No, aunque se parecen. El margen bruto resta el costo de ventas (que puede incluir costos fijos de producción) al precio. El margen de contribución resta solo los costos variables. Por eso el de contribución casi siempre da un número mayor: deja afuera los fijos a propósito, justo para que veas cuánto te queda disponible para pagarlos.

¿Sirve para un negocio de servicios o solo para productos?

Sirve igual. En un despacho contable, el costo variable de atender a un cliente más puede ser casi nada —unas horas de alguien—, así que el margen de contribución por cliente es altísimo. Por eso los servicios suelen tener puntos de equilibrio que dependen casi por completo de cubrir los fijos, como sueldos y oficina.

¿Qué significa un margen de contribución negativo?

Que estás vendiendo por debajo de tu costo variable: cada venta te cuesta dinero, sin contar siquiera la renta. Es la señal más roja que hay. O subes el precio, o bajas el costo variable, o dejas de vender ese producto. No hay volumen que arregle un margen negativo; vender más solo profundiza el hoyo.

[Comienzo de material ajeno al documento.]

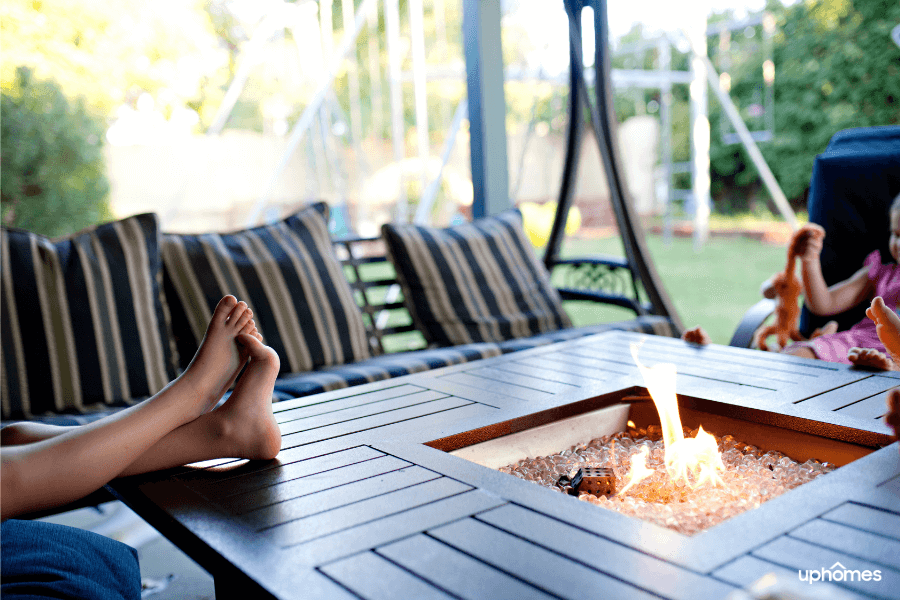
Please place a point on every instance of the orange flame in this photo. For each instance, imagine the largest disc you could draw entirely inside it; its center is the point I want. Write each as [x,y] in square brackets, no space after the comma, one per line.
[639,470]
[693,460]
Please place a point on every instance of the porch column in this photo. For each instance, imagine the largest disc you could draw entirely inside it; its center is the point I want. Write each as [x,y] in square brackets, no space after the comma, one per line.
[487,106]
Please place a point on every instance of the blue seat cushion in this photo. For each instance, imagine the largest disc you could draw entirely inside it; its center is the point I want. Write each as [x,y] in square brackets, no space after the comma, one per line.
[405,363]
[381,367]
[476,282]
[853,184]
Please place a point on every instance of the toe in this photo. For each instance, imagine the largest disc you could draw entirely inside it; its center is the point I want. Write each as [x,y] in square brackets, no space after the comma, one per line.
[241,321]
[248,328]
[236,313]
[224,308]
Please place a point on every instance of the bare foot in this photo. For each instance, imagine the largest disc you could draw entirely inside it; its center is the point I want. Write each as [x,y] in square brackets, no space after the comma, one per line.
[828,328]
[893,416]
[696,336]
[247,422]
[887,326]
[218,360]
[870,358]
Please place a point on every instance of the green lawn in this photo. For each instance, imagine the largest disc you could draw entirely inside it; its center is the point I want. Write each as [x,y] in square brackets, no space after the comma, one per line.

Tu primer paso esta semana

Toma el producto que más vendes —tuyo, de tu familia o uno que inventes para practicar— y haz solo dos cosas: anota su precio de venta sin IVA y suma todo lo que cambia cuando vendes una unidad más. Resta. Ese número es tu margen de contribución unitario, y desde ahí ya puedes calcular cuántas unidades necesitas para cubrir tus gastos fijos. Si prefieres apoyarte en una calculadora y no tronarte con las cuentas, revisa nuestras herramientas.

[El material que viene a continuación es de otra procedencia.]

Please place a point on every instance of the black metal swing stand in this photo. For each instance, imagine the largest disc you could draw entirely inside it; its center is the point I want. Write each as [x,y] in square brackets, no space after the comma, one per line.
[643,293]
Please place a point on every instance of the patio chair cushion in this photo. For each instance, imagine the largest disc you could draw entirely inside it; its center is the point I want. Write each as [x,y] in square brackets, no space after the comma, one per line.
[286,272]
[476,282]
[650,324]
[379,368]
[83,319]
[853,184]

Este artículo es material educativo y no constituye asesoría contable, fiscal ni financiera para un caso particular. Las cifras fiscales cambian: verifica las tasas y obligaciones vigentes directamente en el SAT y, para temas de finanzas personales o defensa del consumidor, en la CONDUSEF. Antes de fijar precios o tomar decisiones con dinero real, apóyate en tu contador.